Remontons au début de mon lien aux livres: mon apprentissage de libraire. Une chance. Celui qui m'a engagé en 1967 a joué un rôle clef dans ma vie car l’important c’est le déclic provoqué par une rencontre. Ce métier nous métamorphose en permanence en nous permettant d’enchaîner les rencontres. Il nous ouvre les chemins de la connaissance et de la beauté. Il y a peu de choses à y apprendre par rapport à un mécanicien ou à un agriculteur. Pour livrer des nourritures spirituelles le savoir technique est moindre. La comptabilité est facile à intégrer. Jadis, il fallait mémoire et force physique car en une journée on transportait des centaines de kilos de livres. On ne se méfie jamais assez du poids des mots!

Un enchaînement de circonstances a fait de moi un éditeur. Les caractéristiques de cette profession sont les mêmes, goût de la transmission et enthousiasme. Le livre nous permet d’accéder à la vertu au sens noble du terme et à l’épanouissement personnel. Fréquenter les dieux de l’écriture: Cervantes, Shakespeare, Montaigne, Tolstoï, Victor Hugo, les sages chinois, etc., c’est ne plus pouvoir s’en séparer.
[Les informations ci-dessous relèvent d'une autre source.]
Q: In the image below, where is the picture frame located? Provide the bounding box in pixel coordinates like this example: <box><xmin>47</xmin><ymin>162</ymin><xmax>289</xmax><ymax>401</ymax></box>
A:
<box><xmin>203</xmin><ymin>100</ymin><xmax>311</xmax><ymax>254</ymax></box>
Le matin, on prend son café en pensant à Paul Valéry, à midi on déjeune avec Marguerite Duras et Romain Debluë. Le soir, on détasse avec délectation les nouveautés sur sa table de nuit.

Quand on est éditeur, on espère chaque matin sur son bureau le prochain ange gardien, celui qui nous parle sans cesse, qui élève notre pensée. En librairie, on espère croiser un client sensible au rayonnement né de nos lectures. En tant qu’éditeur, on souhaite permettre à d’autres de rayonner par leurs mots imprimés ou par ceux de son catalogue. Cela étant dit, il faut savoir que l’intensité de notre rayonnement dépend de notre vie intérieure et de notre humilité, qui conditionnera également nos rapports avec autrui. Sans humilité pas de profession possible. Plus on s’efface, plus notre personnalité s’impose, c’est une loi de l’esprit. Cette même humilité, on la retrouve dans toutes les professions qui se débattent avec l’infini.

Après cinquante ans de métier, je ne sais pas grand-chose mais me sens empli de choses sans nom qui déterminent je l’espère le style de l’Aire. Je continue de croire qu’un état d’esprit positif efface toutes les fatigues et toutes les petites vexations de la vie quotidienne. C’est une porte ouverte sur le savoir et sur l’art d’aimer.